LIMA, Peru — Peruvians on Tuesday were still waiting to learn who will become their president next month as votes from Sunday’s runoff election continued to be counted and the tiny difference between the two polarizing populist candidates narrowed.
With 97% of ballots tallied, leftist Pedro Castillo had 50.2% of the vote, while conservative Keiko Fujimori had 49.7%, according to official results. The difference between the candidates was roughly 77,800 votes.
Peru’s elections agency, the National Office of Electoral Processes, continued to count votes cast in remote rural areas and abroad.
The candidates did not issue any statements Tuesday. A day earlier Fujimori, who is in her third run for president, charged that her rival’s campaign staff carried out a “a series of irregularities” during the election, but she did not present conclusive evidence. She predicted her support would increase when votes from Peruvians living abroad were counted.
Meanwhile, Castillo told supporters that the “popular will” should be respected.

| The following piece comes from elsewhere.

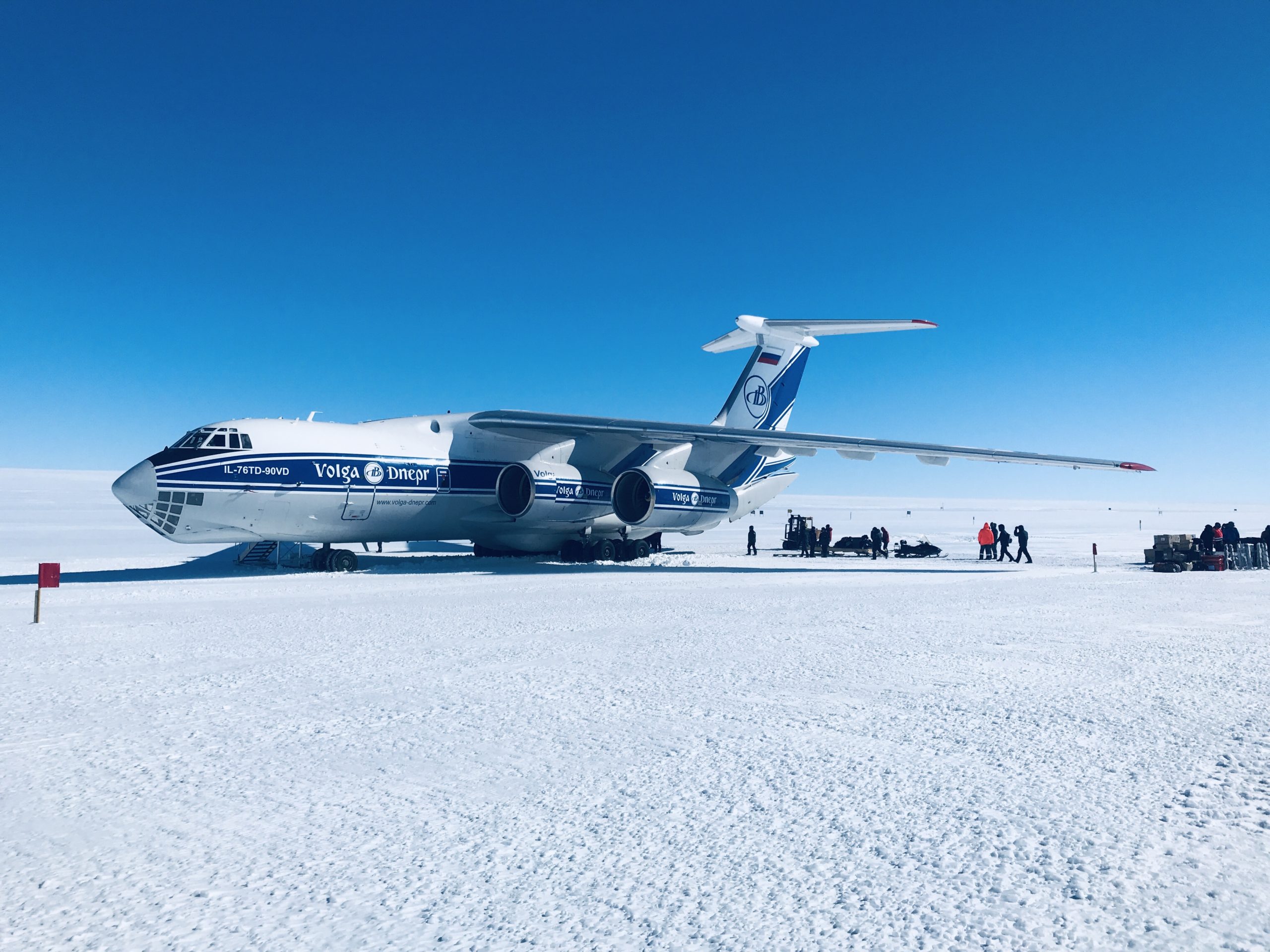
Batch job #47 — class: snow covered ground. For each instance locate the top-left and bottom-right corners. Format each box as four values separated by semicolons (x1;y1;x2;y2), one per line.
0;470;1270;950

“I will be the first to enforce the will of the Peruvian people, here and there,” he said.
Rubén Ramírez, former foreign minister of Paraguay and head of the Organization of American States’ electoral mission in Peru, congratulated the country for the organization of the elections in the midst of the pandemic and political polarization. He asked that any disagreements be resolved through legal channels.
The candidates have promised coronavirus vaccines for all. More than 186,000 people have died of COVID-19 in Peru, according to figures from Johns Hopkins University, and only 4.1% of the country’s 32.5 million residents have been fully vaccinated.

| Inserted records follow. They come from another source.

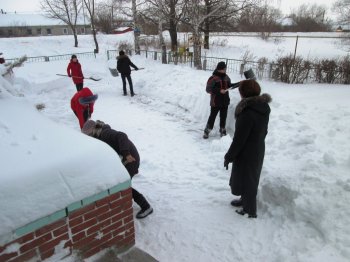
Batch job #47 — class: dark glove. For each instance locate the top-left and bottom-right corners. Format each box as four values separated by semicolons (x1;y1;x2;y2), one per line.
224;159;230;170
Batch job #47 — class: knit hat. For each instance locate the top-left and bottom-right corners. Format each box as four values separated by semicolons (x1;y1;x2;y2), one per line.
216;61;226;70
81;119;96;136
238;79;261;98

Fujimori, a former congresswoman and daughter of imprisoned ex-President Alberto Fujimori, has promised various bonuses to people, including a $2,500 one-time payment to each family with at least one COVID-19 victim. She has also proposed distributing 40% of a tax on the extraction of minerals, oil or gas among families who live near those areas.
Castillo until recently was a rural schoolteacher in the country’s third-poorest district, deep in the Andes. The political novice has softened his stance on nationalizing key sectors of the economy, but he remains committed to rewriting the constitution that was approved under the regime of Fujimori’s father.
Election results showed Castillo overwhelmingly dominated the impoverished rural areas of the Andes and much of the Amazon. Fujimori was the candidate of the business elite, dominating the capital and other cities on the Pacific coast.
The winner will succeed President Francisco Sagasti on July 28.